Abstract
BACKGROUND: (one sentence)The purpose of the SPIRO Project is to increase access to and use of spirometry (the gold standard to diagnose and manage chronic obstructive pulmonary disease), with a specific focus on improving the health outcomes of people in remote, rural, and First Nations communities in the Northern Health (NH) and Vancouver Coastal Health (VCH) authorities in British Columbia (BC), Canada.
APPROACH: The goal of SPIRO is to utilize an integrated, equity-focused, learning health system (LHS) approach to provide spirometry and associated respiratory care services to remote, rural, and Indigenous communities in BC, specifically in the health care jurisdictions of NH and VCH. Our focus is on improving health outcomes of people with COPD. The LHS approach has four key steps: ) Formation of Learning Community; 2) Practice to Data; 3) Data to Knowledge; and 4) Knowledge to Practice. The SPIRO Team supports the health authorities with each step, with specific attention to identifying questions for the Practice to Data step, and designing and evaluating implementation projects to improve access to and use of spirometry. Within each of these steps, we employ a mixed-methods approach, which includes embedded case studies, electronic medical record (EMR) synthesis, qualitative interviews, social network analysis, and administrative health data modelling. We follow the principles of community-based research and Indigenous health research including OCAP (Ownership, Control, Access, Possession) principles.
RESULTS: Formation of Learning Community: We have formed a 40+ member team, comprised of patients, clinicians, researchers, First Nation health organizations, community members, industry partners, and health care decision-makers. Patients were identified from the VCH Legacy for Airway Health, through social media, and through clinicians. Patient partners have an approved Patient Engagement Plan, attend team meetings, and also have separate meetings to discuss process and results. Clinician members include family physicians, respirologists, and respiratory therapists. Researchers have expertise in COPD, LHS, implementation science, health equity, economic modelling, administrative health data analysis, team science, and First Nations research methods. Decision-makers represent NH and VCH at high levels of authority, and First Nations health delivery organizations. Practice to Data: Our team has confirmed the priority questions to complete the Practice to Data step. We completed an initial study which estimated the prevalence of COPD in remote, rural, and First Nations communities, based on administrative health records and random-sampled clinical studies. This enabled us to estimate the need for spirometry in these locations. We have also identified several care gaps, including: ) the lack of EMR data related to spirometry; 2) the fragmentation and health inequities of respiratory care services in the province, and 3) the barriers to accessing spirometry at the individual, practitioner and health system levels.

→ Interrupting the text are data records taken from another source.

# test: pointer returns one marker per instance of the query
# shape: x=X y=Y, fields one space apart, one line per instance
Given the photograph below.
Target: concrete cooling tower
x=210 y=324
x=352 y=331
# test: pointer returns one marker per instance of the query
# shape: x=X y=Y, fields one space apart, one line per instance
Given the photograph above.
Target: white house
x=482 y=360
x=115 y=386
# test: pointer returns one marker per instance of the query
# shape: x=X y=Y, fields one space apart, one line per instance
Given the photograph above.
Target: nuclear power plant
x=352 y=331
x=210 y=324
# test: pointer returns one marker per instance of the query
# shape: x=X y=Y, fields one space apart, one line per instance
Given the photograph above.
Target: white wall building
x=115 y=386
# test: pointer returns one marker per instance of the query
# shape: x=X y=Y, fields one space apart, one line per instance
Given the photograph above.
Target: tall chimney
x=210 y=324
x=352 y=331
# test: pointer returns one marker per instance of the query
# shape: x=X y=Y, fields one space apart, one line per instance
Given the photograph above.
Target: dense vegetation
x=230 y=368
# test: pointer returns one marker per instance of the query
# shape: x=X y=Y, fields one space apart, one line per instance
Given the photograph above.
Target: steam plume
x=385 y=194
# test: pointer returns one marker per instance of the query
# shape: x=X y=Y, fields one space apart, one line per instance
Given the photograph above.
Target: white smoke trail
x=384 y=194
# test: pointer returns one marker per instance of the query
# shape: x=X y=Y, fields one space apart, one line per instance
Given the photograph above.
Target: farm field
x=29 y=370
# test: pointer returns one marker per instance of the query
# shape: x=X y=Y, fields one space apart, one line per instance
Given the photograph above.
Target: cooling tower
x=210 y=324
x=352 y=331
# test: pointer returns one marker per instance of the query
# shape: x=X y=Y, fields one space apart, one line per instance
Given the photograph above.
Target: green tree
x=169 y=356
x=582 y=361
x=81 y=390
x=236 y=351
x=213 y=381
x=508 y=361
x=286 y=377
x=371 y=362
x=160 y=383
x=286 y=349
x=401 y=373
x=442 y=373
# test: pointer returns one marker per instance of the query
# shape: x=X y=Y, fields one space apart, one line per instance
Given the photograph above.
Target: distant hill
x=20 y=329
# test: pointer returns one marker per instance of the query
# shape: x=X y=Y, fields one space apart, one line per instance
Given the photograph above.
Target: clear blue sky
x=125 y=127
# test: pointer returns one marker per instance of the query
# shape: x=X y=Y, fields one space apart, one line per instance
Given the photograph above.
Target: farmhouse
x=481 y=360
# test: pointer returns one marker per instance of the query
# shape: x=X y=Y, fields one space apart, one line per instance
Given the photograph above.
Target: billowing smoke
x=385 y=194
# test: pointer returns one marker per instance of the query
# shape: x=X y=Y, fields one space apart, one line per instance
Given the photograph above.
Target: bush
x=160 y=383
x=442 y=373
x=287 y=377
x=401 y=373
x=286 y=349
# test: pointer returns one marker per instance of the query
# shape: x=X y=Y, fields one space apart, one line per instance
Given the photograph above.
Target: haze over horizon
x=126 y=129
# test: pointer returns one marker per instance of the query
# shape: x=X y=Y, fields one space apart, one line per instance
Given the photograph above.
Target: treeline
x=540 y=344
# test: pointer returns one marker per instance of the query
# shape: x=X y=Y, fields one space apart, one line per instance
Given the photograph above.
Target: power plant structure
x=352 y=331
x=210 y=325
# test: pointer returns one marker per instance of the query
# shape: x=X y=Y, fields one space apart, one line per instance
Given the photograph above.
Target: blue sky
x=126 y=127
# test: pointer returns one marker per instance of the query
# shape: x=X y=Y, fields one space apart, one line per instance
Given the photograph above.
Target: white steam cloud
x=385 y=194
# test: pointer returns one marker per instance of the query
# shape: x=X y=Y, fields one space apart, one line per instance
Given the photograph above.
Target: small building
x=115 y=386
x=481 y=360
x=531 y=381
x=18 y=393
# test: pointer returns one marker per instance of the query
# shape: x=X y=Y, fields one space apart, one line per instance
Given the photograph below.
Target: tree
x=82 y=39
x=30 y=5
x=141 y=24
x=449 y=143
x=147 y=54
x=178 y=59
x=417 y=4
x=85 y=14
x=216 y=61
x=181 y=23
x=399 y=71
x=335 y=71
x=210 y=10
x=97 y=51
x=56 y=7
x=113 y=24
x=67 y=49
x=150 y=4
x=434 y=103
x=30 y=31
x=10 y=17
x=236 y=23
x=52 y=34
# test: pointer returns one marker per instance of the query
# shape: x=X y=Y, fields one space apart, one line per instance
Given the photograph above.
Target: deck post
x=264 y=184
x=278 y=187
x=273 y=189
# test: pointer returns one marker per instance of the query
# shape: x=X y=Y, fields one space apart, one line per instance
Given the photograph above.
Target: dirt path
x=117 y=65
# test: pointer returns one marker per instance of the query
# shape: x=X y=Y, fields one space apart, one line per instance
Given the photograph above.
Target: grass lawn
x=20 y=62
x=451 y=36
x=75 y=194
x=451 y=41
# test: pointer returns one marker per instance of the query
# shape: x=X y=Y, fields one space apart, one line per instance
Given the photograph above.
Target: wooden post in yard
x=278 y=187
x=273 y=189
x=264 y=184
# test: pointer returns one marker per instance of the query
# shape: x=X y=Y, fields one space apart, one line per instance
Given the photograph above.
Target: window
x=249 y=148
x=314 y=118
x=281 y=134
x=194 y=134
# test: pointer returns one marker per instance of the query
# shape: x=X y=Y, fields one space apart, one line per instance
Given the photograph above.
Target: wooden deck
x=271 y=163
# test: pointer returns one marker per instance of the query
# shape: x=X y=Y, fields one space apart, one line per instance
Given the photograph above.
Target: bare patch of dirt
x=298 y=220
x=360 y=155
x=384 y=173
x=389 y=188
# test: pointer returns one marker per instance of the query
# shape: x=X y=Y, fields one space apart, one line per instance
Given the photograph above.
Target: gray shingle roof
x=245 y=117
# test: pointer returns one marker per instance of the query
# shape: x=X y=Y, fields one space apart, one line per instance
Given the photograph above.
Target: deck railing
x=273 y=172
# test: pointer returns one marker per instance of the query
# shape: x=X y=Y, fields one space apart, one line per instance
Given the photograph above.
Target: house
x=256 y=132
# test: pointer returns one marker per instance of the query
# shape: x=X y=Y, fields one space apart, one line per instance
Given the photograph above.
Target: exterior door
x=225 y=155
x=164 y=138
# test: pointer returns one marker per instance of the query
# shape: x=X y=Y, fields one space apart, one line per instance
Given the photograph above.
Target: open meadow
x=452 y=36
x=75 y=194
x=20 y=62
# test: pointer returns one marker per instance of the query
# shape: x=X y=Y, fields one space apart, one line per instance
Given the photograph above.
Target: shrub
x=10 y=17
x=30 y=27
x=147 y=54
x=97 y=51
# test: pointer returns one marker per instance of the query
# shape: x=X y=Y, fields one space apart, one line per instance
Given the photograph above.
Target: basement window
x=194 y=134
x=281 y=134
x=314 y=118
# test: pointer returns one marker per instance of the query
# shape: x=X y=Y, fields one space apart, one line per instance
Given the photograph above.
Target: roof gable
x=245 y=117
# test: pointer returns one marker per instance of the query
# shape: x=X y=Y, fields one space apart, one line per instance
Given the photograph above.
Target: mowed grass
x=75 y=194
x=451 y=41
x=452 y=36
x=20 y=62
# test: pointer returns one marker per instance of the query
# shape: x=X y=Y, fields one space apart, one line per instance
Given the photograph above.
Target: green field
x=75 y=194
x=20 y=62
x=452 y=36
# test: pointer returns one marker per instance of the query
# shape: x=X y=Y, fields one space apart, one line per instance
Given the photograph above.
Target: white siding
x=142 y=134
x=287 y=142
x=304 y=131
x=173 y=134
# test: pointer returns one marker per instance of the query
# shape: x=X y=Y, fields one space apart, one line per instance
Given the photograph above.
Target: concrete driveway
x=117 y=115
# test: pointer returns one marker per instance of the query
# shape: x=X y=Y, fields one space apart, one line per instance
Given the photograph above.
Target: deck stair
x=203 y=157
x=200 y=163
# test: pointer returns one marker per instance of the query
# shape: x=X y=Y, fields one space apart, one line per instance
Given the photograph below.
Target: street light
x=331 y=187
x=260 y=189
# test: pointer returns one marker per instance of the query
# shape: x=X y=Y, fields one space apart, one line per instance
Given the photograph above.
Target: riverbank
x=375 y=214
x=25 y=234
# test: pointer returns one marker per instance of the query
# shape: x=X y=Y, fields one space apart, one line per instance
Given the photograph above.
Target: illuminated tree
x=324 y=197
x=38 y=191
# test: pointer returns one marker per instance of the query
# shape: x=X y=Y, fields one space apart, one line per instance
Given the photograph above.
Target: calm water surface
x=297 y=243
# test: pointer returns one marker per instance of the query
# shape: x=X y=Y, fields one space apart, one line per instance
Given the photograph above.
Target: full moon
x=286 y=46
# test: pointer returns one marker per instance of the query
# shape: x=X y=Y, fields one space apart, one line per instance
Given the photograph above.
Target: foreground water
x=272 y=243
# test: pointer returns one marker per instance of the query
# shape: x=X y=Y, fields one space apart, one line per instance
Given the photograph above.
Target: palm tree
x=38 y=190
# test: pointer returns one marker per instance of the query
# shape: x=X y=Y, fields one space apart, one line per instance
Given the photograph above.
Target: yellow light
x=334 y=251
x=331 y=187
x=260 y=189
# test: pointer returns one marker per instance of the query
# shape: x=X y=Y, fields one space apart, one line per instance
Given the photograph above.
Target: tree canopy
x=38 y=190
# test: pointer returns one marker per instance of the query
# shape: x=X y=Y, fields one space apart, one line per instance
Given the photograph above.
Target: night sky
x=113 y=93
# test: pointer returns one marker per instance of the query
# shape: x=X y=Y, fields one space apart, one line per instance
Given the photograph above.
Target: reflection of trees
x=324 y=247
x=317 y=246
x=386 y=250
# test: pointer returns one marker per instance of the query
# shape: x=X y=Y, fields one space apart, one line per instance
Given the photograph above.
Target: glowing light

IMPLICATIONS: By exploring the current state of spirometry services in remote, rural, and First Nations communities, SPIRO will generate evidence-based, integrated interventions to increase accessibility of testing, appropriate education during testing, continuous education for physicians in rural practice, and culturally safe care for First Nation communities. Our next step will be the Data to Knowledge Phase, where evidence-based and data-driven solutions will be identified and tested in real world settings in rural, remote, and First Nations communities. Our learnings will be applicable to the provinces and territories in Canada and globally where access to and use of spirometry are limited.